Other studies have shown that supplementation did not have an effect on indicators of muscle damage (Rawson et al. 2001). However in comparison to the study being reviewed here supplementation was only continued for 5 days. It was suggested that the extent of the exercise caused a degree of damage that was too great to be attenuated by the creatine as the damage went beyond a cellular level. Rawson and colleagues (2001) suggested that a five-day supplementation protocol was not enough to have an effect.

This study found similar results where in the short term creatine supplementation had little effect on indicators of muscle damage. However over the long term the effects of creatine supplementation were positive at the 31 day test. That is, when the subjects were tested at day 7 there was little difference in markers of muscle damage between the two conditions. When the subjects were retested at day 31 the creatine group recovered significantly faster and the degree of damage as measured by the markers was significantly less.

The exercise protocol in this study and that performed by Rawson and co-workers (2001) was designed to create extreme levels of muscle damage, greater than that expected to occur in most athletic activities. The study recommends protocols that more closely replicate loads that represent those experienced by athletes would be of interest to study.

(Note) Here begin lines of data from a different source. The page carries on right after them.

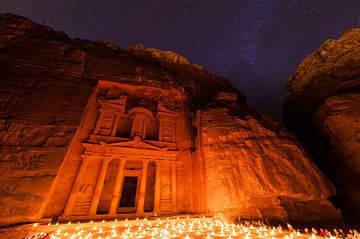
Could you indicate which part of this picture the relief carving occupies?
[73,184,95,215]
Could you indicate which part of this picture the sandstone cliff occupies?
[0,14,337,225]
[284,28,360,220]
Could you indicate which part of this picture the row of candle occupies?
[23,217,360,239]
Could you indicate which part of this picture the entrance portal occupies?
[119,176,138,212]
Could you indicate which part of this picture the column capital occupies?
[101,156,113,163]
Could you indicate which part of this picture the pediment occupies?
[108,139,167,150]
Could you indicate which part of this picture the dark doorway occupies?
[119,177,138,207]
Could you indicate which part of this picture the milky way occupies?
[0,0,360,118]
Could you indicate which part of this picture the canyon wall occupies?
[283,28,360,220]
[0,14,339,225]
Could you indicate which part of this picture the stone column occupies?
[64,155,91,216]
[111,112,121,136]
[136,160,149,214]
[154,160,161,213]
[89,157,111,215]
[171,162,177,212]
[109,159,126,214]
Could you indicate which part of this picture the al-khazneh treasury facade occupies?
[47,81,200,218]
[41,80,338,221]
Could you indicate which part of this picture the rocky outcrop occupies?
[0,14,240,225]
[284,28,360,218]
[196,96,338,222]
[0,14,338,225]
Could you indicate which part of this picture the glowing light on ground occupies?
[23,217,360,239]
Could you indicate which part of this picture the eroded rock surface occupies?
[0,14,338,225]
[284,28,360,218]
[197,100,337,222]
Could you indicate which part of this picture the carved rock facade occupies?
[284,28,360,217]
[0,14,339,225]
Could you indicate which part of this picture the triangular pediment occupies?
[108,140,166,150]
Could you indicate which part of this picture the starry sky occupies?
[0,0,360,119]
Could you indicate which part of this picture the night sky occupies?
[0,0,360,119]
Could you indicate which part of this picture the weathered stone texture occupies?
[197,107,336,221]
[284,28,360,218]
[0,14,241,224]
[0,14,337,225]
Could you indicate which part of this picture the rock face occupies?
[196,98,336,222]
[284,28,360,218]
[0,14,339,225]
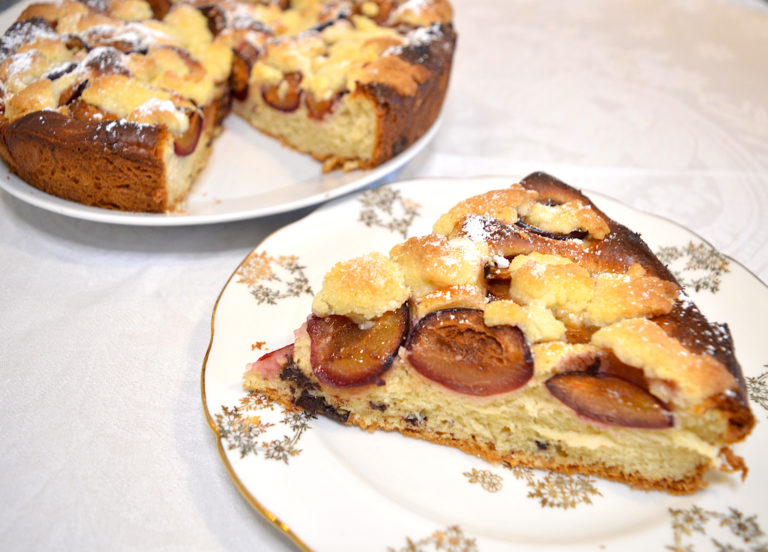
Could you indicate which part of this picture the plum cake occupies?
[0,0,456,212]
[244,173,754,494]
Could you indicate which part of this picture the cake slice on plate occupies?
[244,173,754,493]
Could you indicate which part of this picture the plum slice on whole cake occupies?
[244,173,754,494]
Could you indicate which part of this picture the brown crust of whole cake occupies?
[0,111,171,211]
[0,90,229,213]
[359,23,456,168]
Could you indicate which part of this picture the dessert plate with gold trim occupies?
[201,177,768,552]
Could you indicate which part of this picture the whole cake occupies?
[0,0,456,212]
[244,173,754,493]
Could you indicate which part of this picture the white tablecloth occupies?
[0,0,768,551]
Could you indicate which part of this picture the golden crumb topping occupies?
[525,201,610,240]
[312,253,409,323]
[411,284,485,318]
[432,184,539,236]
[391,0,453,26]
[484,300,565,343]
[509,253,595,315]
[389,234,486,299]
[586,264,679,326]
[5,79,58,121]
[82,75,189,134]
[592,318,736,406]
[109,0,152,21]
[531,341,600,376]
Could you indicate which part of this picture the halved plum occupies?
[229,40,261,101]
[173,109,203,157]
[261,71,302,113]
[546,372,674,429]
[307,305,409,387]
[406,309,533,396]
[304,92,346,121]
[515,220,589,240]
[248,343,294,377]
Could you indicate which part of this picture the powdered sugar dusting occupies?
[0,18,58,62]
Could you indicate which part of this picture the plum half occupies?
[546,372,674,429]
[307,305,409,388]
[406,309,533,396]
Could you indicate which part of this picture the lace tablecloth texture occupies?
[0,0,768,551]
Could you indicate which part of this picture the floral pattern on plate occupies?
[203,178,768,552]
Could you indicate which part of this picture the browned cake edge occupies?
[259,386,709,495]
[0,90,229,212]
[360,23,456,169]
[520,172,755,443]
[244,173,755,494]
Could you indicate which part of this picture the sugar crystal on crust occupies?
[591,318,735,406]
[389,234,485,299]
[432,184,539,236]
[312,253,409,323]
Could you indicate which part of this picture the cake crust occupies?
[244,173,754,494]
[0,0,456,212]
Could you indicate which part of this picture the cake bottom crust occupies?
[251,387,709,495]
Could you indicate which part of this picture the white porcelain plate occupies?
[202,178,768,552]
[0,115,439,226]
[0,0,440,226]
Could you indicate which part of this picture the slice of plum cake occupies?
[244,173,754,494]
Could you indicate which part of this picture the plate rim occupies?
[200,175,768,552]
[0,101,444,227]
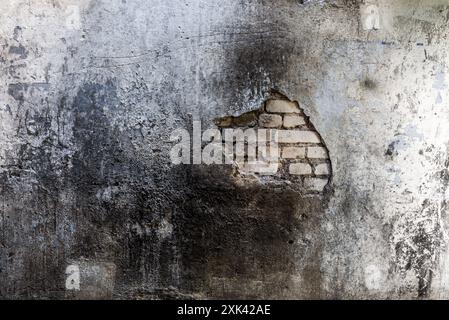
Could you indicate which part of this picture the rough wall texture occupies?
[0,0,449,299]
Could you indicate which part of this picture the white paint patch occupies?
[157,219,173,239]
[65,5,81,30]
[365,264,383,290]
[360,4,380,30]
[65,264,80,291]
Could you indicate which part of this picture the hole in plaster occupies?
[214,91,332,193]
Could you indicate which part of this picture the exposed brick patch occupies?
[215,93,332,193]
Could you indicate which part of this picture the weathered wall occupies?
[0,0,449,298]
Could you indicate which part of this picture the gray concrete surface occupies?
[0,0,449,299]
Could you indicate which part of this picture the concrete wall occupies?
[0,0,449,299]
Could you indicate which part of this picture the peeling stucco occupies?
[0,0,449,299]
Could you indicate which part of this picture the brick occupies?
[278,130,321,143]
[289,163,312,175]
[307,147,329,159]
[266,100,301,113]
[282,147,306,159]
[315,163,329,176]
[304,178,328,192]
[239,162,279,175]
[259,113,282,128]
[284,114,306,128]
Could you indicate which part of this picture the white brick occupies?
[284,114,306,128]
[239,162,279,175]
[259,113,282,128]
[307,147,329,159]
[289,163,312,175]
[304,178,328,192]
[267,100,301,113]
[315,163,329,176]
[282,147,306,159]
[278,130,321,143]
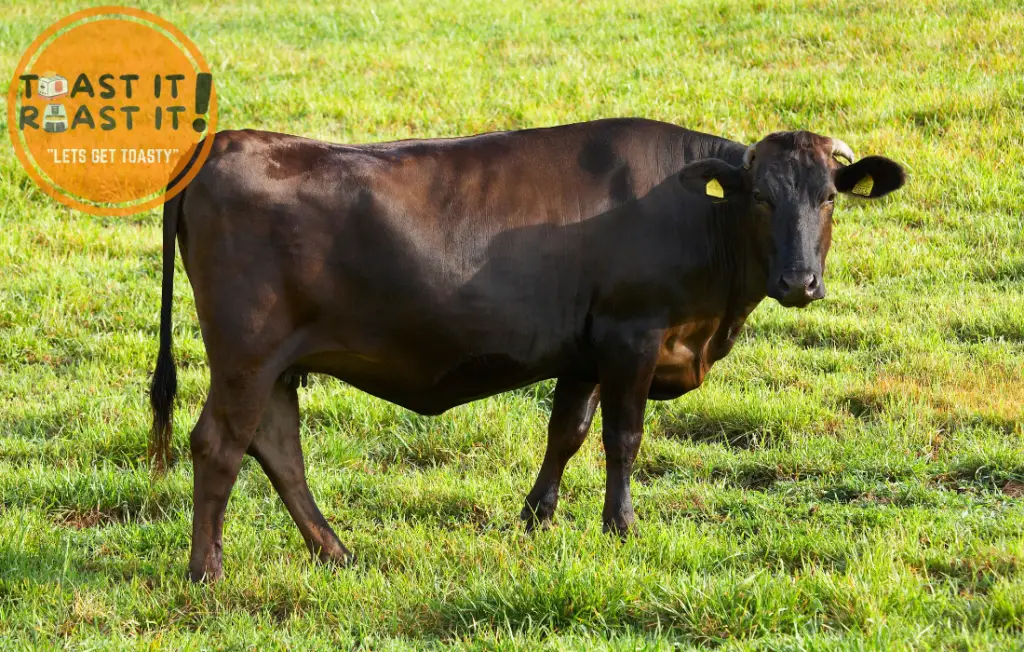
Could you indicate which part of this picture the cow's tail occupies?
[148,187,184,475]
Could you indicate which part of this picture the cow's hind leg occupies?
[521,379,599,529]
[188,377,265,581]
[249,377,351,564]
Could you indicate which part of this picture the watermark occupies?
[7,7,217,215]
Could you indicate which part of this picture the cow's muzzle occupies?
[768,269,825,308]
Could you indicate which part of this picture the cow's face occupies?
[743,131,905,307]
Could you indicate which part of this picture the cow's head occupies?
[679,131,906,307]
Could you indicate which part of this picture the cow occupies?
[150,119,905,581]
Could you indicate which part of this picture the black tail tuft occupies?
[148,192,184,475]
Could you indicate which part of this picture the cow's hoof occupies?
[310,540,355,568]
[604,512,636,538]
[519,501,555,532]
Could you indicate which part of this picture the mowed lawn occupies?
[0,0,1024,650]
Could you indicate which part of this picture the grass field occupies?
[0,0,1024,650]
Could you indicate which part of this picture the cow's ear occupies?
[679,159,745,200]
[836,157,906,200]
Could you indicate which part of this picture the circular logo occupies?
[7,7,217,215]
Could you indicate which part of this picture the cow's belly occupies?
[648,319,719,400]
[295,319,570,415]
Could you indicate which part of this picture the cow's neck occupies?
[710,198,771,317]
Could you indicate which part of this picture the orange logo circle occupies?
[7,7,217,215]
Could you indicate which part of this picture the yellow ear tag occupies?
[705,179,725,200]
[853,174,874,197]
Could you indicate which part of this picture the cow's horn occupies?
[743,145,754,170]
[833,138,855,163]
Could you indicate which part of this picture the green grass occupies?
[0,0,1024,650]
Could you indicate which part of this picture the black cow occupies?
[151,120,904,580]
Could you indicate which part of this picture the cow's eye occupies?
[754,189,772,206]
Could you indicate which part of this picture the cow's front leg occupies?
[599,325,660,534]
[520,378,599,530]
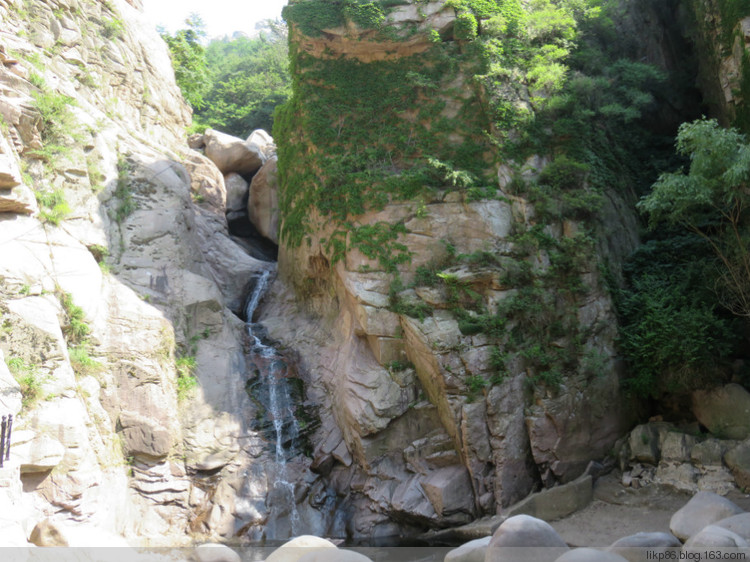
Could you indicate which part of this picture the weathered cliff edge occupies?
[0,0,290,545]
[262,2,648,535]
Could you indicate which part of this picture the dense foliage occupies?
[161,14,211,110]
[162,16,290,138]
[617,232,741,398]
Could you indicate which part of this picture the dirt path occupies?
[550,474,750,546]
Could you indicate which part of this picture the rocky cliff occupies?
[0,0,747,544]
[262,1,648,535]
[0,0,292,545]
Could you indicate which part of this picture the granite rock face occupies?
[260,2,636,535]
[0,0,284,545]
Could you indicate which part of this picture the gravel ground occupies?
[550,473,750,546]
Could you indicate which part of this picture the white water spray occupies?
[245,271,300,536]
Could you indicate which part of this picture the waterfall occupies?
[245,271,300,538]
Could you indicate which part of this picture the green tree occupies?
[161,13,211,110]
[638,118,750,316]
[196,21,291,137]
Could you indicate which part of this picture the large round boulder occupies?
[247,156,279,244]
[484,515,568,562]
[444,537,492,562]
[555,548,627,562]
[685,525,748,549]
[203,129,272,176]
[266,535,336,562]
[669,492,742,540]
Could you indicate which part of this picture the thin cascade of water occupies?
[245,271,300,536]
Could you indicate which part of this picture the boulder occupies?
[298,548,372,562]
[193,543,242,562]
[266,535,336,562]
[203,129,266,175]
[508,475,594,521]
[183,152,227,212]
[692,383,750,439]
[685,525,748,548]
[712,513,750,541]
[669,492,742,540]
[421,466,474,515]
[724,439,750,489]
[444,537,492,562]
[690,437,725,467]
[247,156,279,244]
[556,548,627,562]
[224,172,250,213]
[628,423,661,464]
[609,533,682,562]
[485,515,568,562]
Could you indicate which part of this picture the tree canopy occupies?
[638,119,750,316]
[162,15,291,137]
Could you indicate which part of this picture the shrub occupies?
[617,236,739,398]
[34,189,71,226]
[5,357,44,409]
[175,355,198,401]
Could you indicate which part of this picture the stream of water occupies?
[245,271,300,538]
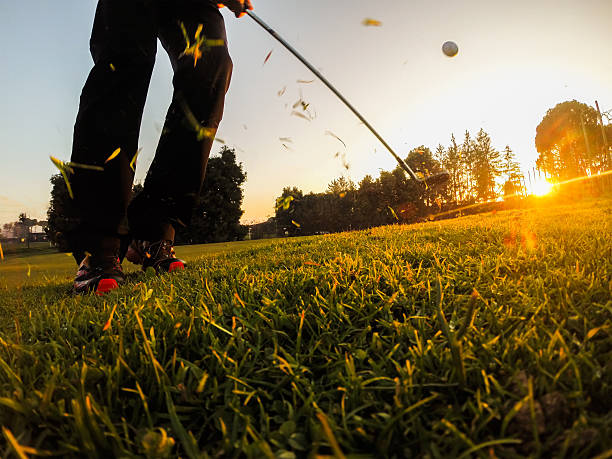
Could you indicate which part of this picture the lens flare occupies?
[531,177,553,196]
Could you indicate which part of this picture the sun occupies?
[531,178,553,196]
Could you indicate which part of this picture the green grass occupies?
[0,199,612,458]
[0,239,294,290]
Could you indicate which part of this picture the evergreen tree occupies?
[176,146,247,244]
[473,129,502,201]
[502,145,523,196]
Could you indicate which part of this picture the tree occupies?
[45,174,78,252]
[176,146,247,244]
[444,134,463,203]
[472,129,502,201]
[502,145,523,197]
[535,100,610,180]
[19,213,38,249]
[459,131,475,202]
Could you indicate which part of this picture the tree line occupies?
[45,146,247,251]
[268,129,522,236]
[32,100,612,249]
[266,101,612,237]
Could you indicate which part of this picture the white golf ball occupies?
[442,41,459,57]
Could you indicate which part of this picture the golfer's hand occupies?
[217,0,253,18]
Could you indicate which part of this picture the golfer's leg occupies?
[129,0,232,241]
[71,0,157,258]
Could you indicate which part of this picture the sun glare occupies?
[531,178,553,196]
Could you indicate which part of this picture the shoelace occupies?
[147,240,174,261]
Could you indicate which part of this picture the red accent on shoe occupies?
[168,261,185,273]
[96,279,119,295]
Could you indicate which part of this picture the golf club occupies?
[246,10,450,187]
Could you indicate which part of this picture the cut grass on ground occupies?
[0,200,612,458]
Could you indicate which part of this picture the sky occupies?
[0,0,612,224]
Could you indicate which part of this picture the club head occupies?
[423,171,450,188]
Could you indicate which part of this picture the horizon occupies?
[0,0,612,225]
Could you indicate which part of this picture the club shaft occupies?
[246,10,422,182]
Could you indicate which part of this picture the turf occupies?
[0,199,612,458]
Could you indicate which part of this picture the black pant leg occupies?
[128,0,232,240]
[70,0,157,252]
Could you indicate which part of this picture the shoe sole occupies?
[96,279,119,296]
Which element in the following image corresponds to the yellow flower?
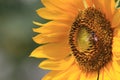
[30,0,120,80]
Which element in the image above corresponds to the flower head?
[30,0,120,80]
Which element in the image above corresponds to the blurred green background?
[0,0,120,80]
[0,0,46,80]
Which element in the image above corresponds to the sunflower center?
[69,8,113,71]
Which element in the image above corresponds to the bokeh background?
[0,0,120,80]
[0,0,46,80]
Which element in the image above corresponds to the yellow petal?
[112,60,120,73]
[33,21,71,33]
[93,0,115,20]
[33,33,68,44]
[79,72,98,80]
[112,37,120,53]
[30,42,70,59]
[53,65,80,80]
[39,56,74,70]
[42,64,80,80]
[112,9,120,28]
[98,68,110,80]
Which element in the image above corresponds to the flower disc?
[69,7,113,72]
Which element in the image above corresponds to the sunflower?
[30,0,120,80]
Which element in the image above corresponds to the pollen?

Many studies have looked at performance enhancements due to creatine and the advantages of taking creatine as an ergogenic aid are broadly accepted. The concept of creatine aiding recovery from the point of view of attenuating muscle damage is relatively novel. From this study it is hard to conclude if creatine attenuated muscle damage or if creatine simply reduced recovery time. What seems evident from this study is that the creatine assisted recovery one way or the other.

1. Rawson, E.S., Gunn, B., & Clarkson, P.M. (2001). The effects of creatine supplementation on exercise induced muscle damage. Journal of Strength and Conditioning Research, 15, 178-184.

2. Rosens, J., Mathews, T., Ryan, C., Belmore, K., Bergsten, A., Blaisdell, J., Gaylord, J., Love, R., Marrone, M., Ward, K., & Wilson, E. (2009). Short and longer-term effects of creatine supplementation on exercise induced muscle damage. Journal of Sports Science and Medicine, 8, 89-96.